I weep for my friends who no longer want to come in for a coffee, we have odd conversations on the doorstep and speak about meeting up “properly soon”

I weep for family members who no longer want big gatherings in their homes and have cancelled all the big family parties.

I weep for everyone in the world who’s lives have changed and no one seems to think it matters as long as we are “safe”

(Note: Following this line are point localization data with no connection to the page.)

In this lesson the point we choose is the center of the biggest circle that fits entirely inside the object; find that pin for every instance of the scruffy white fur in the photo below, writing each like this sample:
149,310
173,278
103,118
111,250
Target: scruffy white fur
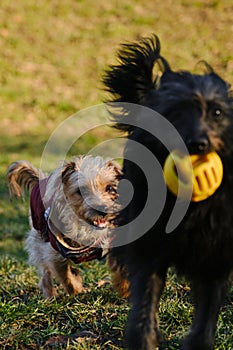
82,197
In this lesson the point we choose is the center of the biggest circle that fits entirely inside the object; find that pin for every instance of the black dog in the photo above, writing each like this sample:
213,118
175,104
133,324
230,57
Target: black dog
201,248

IcedPurple · 17/12/2021 16:28

@GreeboIsMySpiritAnimal

Oh I hear you completely OP! It makes me desperately sad. There are children growing up now who can't remember life pre-Covid.

It feels like all the little things that make life joyful have been taken away from us.

Not only the little things.

Life now is just about staying 'safe' and 'protecting' the health service. Normal human interaction and behaviour has literally been criminalised. And the not so merry go round of restrictions, relaxations, then more restrictions, is so draining after nearly 2 years. Even when you're free to enjoy certain 'non-essential' activities, you never know when they'll be taken away from you again.

Tamtam86 · 17/12/2021 16:34

TOTALLY AGREE. It really breaks my heart to think about everything we have lost.